8, 210 may not have a user input. Instead, for example, the system can receive inputs from e.g., a keyboard of a computer or other processing device when it is in communication (e.g., infrared).

Also it is not necessary for the compression device to be arranged to provide a constant pressure to each cell or to the sleeve (if there is only one cell). Instead, it may operate in a different type of mode which requires a variation in pressure at different times for example.
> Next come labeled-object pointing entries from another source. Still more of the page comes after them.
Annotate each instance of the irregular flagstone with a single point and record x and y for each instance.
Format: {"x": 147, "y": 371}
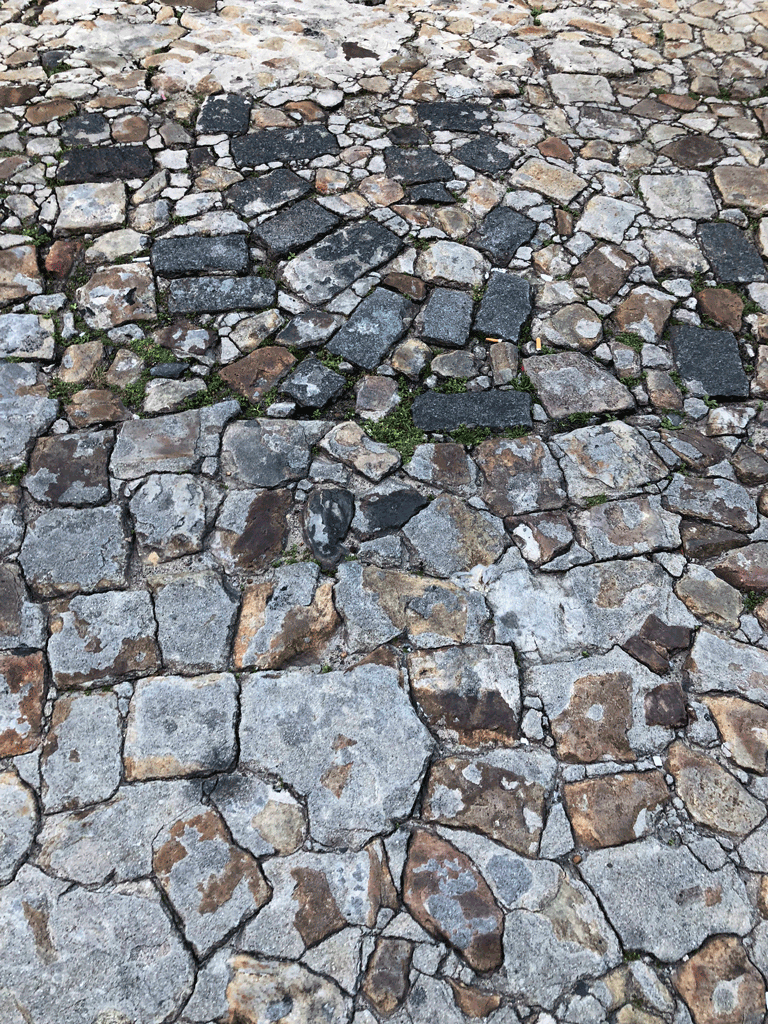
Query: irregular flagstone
{"x": 590, "y": 607}
{"x": 211, "y": 883}
{"x": 446, "y": 895}
{"x": 632, "y": 526}
{"x": 598, "y": 708}
{"x": 664, "y": 901}
{"x": 114, "y": 839}
{"x": 102, "y": 637}
{"x": 349, "y": 742}
{"x": 287, "y": 617}
{"x": 180, "y": 726}
{"x": 501, "y": 796}
{"x": 22, "y": 696}
{"x": 719, "y": 983}
{"x": 468, "y": 694}
{"x": 614, "y": 809}
{"x": 518, "y": 476}
{"x": 108, "y": 936}
{"x": 569, "y": 382}
{"x": 449, "y": 537}
{"x": 607, "y": 460}
{"x": 331, "y": 265}
{"x": 19, "y": 822}
{"x": 67, "y": 551}
{"x": 712, "y": 796}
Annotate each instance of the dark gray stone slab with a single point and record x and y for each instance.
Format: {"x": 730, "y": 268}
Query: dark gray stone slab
{"x": 193, "y": 253}
{"x": 484, "y": 154}
{"x": 220, "y": 294}
{"x": 734, "y": 259}
{"x": 474, "y": 409}
{"x": 711, "y": 359}
{"x": 444, "y": 116}
{"x": 416, "y": 166}
{"x": 117, "y": 163}
{"x": 448, "y": 317}
{"x": 376, "y": 325}
{"x": 312, "y": 384}
{"x": 284, "y": 144}
{"x": 296, "y": 227}
{"x": 333, "y": 264}
{"x": 255, "y": 196}
{"x": 502, "y": 232}
{"x": 505, "y": 307}
{"x": 229, "y": 114}
{"x": 85, "y": 129}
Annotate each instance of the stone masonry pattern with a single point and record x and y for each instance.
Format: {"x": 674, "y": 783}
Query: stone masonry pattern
{"x": 383, "y": 512}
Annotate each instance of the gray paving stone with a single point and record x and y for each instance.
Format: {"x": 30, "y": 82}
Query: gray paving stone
{"x": 181, "y": 726}
{"x": 193, "y": 254}
{"x": 477, "y": 409}
{"x": 196, "y": 617}
{"x": 289, "y": 231}
{"x": 219, "y": 294}
{"x": 284, "y": 144}
{"x": 376, "y": 325}
{"x": 81, "y": 762}
{"x": 67, "y": 551}
{"x": 505, "y": 307}
{"x": 448, "y": 317}
{"x": 336, "y": 262}
{"x": 290, "y": 724}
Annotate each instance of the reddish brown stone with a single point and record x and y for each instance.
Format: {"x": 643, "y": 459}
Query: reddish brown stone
{"x": 449, "y": 897}
{"x": 22, "y": 697}
{"x": 257, "y": 373}
{"x": 721, "y": 305}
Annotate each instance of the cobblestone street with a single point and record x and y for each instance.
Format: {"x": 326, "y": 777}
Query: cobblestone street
{"x": 383, "y": 512}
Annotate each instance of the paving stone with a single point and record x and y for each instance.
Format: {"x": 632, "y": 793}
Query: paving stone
{"x": 19, "y": 819}
{"x": 259, "y": 195}
{"x": 477, "y": 409}
{"x": 71, "y": 469}
{"x": 262, "y": 818}
{"x": 219, "y": 294}
{"x": 169, "y": 516}
{"x": 223, "y": 113}
{"x": 356, "y": 774}
{"x": 295, "y": 228}
{"x": 502, "y": 232}
{"x": 561, "y": 617}
{"x": 505, "y": 307}
{"x": 376, "y": 325}
{"x": 80, "y": 762}
{"x": 449, "y": 537}
{"x": 469, "y": 695}
{"x": 518, "y": 476}
{"x": 67, "y": 551}
{"x": 196, "y": 616}
{"x": 212, "y": 884}
{"x": 609, "y": 460}
{"x": 614, "y": 809}
{"x": 712, "y": 796}
{"x": 642, "y": 886}
{"x": 501, "y": 795}
{"x": 445, "y": 893}
{"x": 107, "y": 935}
{"x": 720, "y": 983}
{"x": 333, "y": 264}
{"x": 284, "y": 144}
{"x": 180, "y": 726}
{"x": 116, "y": 163}
{"x": 192, "y": 253}
{"x": 285, "y": 619}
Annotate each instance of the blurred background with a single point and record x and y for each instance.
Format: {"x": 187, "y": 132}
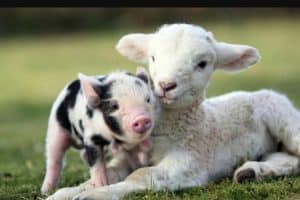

The pressured medical device may not be a compression device for the limb. For example, it may be an inflatable mattress such as a pressure offloading mattress.

Claims

1. A pressurized medical device for a limb of a patient comprising:

a. an inflatable sleeve arranged to surround the limb and exert pressure on the limb, said sleeve comprising one or more individually inflatable cells wherein each cell has an associated pressure sensor arranged to determine the pressure exerted by the cell;

b. a fluid connector comprising a conduit attached to the sleeve and arranged to deliver fluid to the sleeve;

c. detection means arranged to detect malfunctioning of a pressure sensor, the detection means comprising a reference pressure sensor arranged to independently measure the pressure exerted by the sleeve on the limb of the patient; and

d. a control system arranged to control flow of fluid in the device to reduce the exerted pressure to substantially zero if a pressure sensor detects a pressure exceeding a first predefined amount, and to reduce the exerted pressure to substantially zero if the reference pressure sensor detects a pressure exceeding a second predefined amount, said second predefined amount being greater than the first predefined amount.

2. The pressurized medical device of claim 1 for the limb of a mobile patient.

3. The pressurized medical device of claim 1, wherein the detection means is arranged to check for malfunctioning of a pressure sensor periodically, continuously, from time to time at preset or random intervals, every time the device is used or at any other suitable time when the device is used.

4. The pressurized medical device of claim 1, wherein the control system comprises a first processor arranged to determine whether the pressure exceeds the first predefined amount and a second processor, distinct from the control system, arranged to determine whether the pressure exceeds the second predefined amount.

5. The pressurized medical device of claim 1, wherein the control system comprises a first processor arranged to determine whether the pressure exceeds the first pre-defined amount and a hardware unit, distinct from the control system, is arranged to determine whether the pressure exceeds the second pre-defined amount.